Simple Linear Regression


#Import libraries
import numpy as np
import matplotlib.pyplot as plt
import pandas as pd

#Getting data
dataset = pd.read_csv('Salary_Data.csv')
X = dataset.iloc[:, :-1].values
y = dataset.iloc[:, -1].values

#Training and Testing Data
from sklearn.model_selection import train_test_split
X_train, X_test, y_train, y_test = train_test_split(X, y, test_size = 1/3, random_state = 0)


#Training the Simple Linear Regression model on the Training set
from sklearn.linear_model import LinearRegression
regressor = LinearRegression()
regressor.fit(X_train, y_train)

#Print Coefficients
print('Coefficients: \n', lm.coef_)

#Predicting Test Data
y_pred = regressor.predict(X_test)

#Evaluating the Model
from sklearn import metrics

print('MAE:', metrics.mean_absolute_error(y_test, predictions))
print('MSE:', metrics.mean_squared_error(y_test, predictions))
print('RMSE:', np.sqrt(metrics.mean_squared_error(y_test, predictions)))

#Residuals
sns.distplot((y_test-predictions),bins=50);

#Visualising the Training set results
plt.scatter(X_train, y_train, color = 'red')
plt.plot(X_train, regressor.predict(X_train), color = 'blue')
plt.title('Salary vs Experience (Training set)')
plt.xlabel('Years of Experience')
plt.ylabel('Salary')
plt.show()

#Visualising the Test set results
plt.scatter(X_test, y_test, color = 'red')
plt.plot(X_train, regressor.predict(X_train), color = 'blue')
plt.title('Salary vs Experience (Test set)')
plt.xlabel('Years of Experience')
plt.ylabel('Salary')
plt.show()

Multiple Linear Regression

This particular dataset holds data from 50 startups in New York, California, and Florida.
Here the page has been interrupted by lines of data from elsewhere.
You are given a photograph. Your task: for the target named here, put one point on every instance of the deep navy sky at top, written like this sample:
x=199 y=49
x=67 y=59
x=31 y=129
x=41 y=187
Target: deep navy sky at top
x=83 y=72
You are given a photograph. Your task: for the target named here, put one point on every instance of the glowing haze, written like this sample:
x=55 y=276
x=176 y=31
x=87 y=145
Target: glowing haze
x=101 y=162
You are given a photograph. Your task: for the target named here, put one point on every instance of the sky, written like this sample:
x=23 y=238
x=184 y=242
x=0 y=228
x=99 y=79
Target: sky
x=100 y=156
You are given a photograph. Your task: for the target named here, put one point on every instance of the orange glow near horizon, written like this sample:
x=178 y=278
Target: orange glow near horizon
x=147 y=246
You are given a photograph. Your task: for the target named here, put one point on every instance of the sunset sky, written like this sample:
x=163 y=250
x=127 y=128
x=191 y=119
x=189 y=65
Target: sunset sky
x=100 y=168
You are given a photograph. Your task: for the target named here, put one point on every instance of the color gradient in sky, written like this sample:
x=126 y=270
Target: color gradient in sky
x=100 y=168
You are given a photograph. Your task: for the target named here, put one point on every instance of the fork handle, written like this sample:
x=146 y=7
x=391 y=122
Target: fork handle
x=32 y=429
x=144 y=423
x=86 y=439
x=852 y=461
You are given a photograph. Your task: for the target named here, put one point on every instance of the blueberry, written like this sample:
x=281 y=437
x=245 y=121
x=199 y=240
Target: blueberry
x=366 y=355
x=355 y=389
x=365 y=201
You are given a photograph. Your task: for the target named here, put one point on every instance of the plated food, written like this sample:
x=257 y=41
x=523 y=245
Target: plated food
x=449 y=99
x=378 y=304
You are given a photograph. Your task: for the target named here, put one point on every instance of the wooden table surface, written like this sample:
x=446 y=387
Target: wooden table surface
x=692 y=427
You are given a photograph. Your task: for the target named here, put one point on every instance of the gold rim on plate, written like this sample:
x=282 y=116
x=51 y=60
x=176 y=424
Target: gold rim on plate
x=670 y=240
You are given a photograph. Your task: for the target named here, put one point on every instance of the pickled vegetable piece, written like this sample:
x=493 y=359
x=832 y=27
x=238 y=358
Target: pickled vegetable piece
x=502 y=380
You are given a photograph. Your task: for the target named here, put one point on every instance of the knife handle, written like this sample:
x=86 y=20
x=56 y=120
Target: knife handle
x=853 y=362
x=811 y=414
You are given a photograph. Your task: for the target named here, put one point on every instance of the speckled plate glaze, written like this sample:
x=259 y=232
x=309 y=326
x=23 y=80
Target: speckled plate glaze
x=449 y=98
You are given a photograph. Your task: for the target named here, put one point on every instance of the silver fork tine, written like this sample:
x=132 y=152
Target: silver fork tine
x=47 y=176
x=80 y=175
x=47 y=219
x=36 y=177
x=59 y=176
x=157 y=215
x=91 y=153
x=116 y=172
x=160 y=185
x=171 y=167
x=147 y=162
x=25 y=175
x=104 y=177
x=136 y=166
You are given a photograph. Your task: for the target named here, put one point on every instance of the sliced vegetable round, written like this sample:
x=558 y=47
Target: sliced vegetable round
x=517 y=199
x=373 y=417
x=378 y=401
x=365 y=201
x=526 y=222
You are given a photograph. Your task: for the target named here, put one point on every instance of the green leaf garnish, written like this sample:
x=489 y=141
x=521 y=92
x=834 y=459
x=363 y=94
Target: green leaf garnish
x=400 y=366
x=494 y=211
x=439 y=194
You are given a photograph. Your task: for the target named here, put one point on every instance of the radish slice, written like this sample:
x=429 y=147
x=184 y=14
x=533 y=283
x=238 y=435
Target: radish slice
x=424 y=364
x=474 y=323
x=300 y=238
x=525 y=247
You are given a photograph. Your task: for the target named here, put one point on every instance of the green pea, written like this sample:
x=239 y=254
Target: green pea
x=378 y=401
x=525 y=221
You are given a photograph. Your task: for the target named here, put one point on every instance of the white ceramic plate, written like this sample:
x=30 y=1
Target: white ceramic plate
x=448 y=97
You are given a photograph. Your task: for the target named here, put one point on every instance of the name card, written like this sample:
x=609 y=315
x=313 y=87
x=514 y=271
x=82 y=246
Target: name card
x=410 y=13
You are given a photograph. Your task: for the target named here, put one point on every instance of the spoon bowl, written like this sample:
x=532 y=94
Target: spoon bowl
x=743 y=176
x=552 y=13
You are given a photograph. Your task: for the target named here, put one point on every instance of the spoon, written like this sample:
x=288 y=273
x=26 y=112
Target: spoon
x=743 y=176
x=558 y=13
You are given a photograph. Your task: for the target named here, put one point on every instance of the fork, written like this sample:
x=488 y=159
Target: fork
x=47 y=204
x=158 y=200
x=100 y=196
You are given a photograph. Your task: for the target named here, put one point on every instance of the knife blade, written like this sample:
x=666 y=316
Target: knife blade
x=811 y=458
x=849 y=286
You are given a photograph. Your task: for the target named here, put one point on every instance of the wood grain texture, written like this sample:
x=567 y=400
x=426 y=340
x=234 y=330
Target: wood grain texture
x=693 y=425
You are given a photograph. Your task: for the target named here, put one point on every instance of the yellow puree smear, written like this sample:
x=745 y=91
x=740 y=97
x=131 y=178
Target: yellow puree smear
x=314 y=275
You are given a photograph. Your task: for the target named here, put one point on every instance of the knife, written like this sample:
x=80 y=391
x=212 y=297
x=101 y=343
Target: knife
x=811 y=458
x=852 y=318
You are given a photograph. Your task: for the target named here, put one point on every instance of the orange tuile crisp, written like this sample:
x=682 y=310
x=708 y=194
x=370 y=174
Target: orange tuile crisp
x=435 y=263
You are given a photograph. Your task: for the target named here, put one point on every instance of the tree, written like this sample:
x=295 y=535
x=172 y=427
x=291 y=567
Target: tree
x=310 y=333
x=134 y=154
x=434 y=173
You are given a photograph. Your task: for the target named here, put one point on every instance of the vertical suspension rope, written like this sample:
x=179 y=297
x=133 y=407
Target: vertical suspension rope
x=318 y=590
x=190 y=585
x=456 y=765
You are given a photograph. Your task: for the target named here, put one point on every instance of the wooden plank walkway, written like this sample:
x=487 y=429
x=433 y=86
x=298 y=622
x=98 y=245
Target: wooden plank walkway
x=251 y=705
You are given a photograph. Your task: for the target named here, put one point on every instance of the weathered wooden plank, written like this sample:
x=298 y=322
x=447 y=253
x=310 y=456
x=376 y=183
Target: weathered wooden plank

The features in this dataset are R&D spending, Administration Spending, Marketing Spending, and location features, while the target variable is: Profit.

1. R&D spending: The amount which startups are spending on Research and development.

2. Administration spending: The amount which startups are spending on the Admin panel.

3. Marketing spending: The amount which startups are spending on marketing strategies.

4. State: To which state that particular startup belongs.

5. Profit: How much profit that particular startup is making.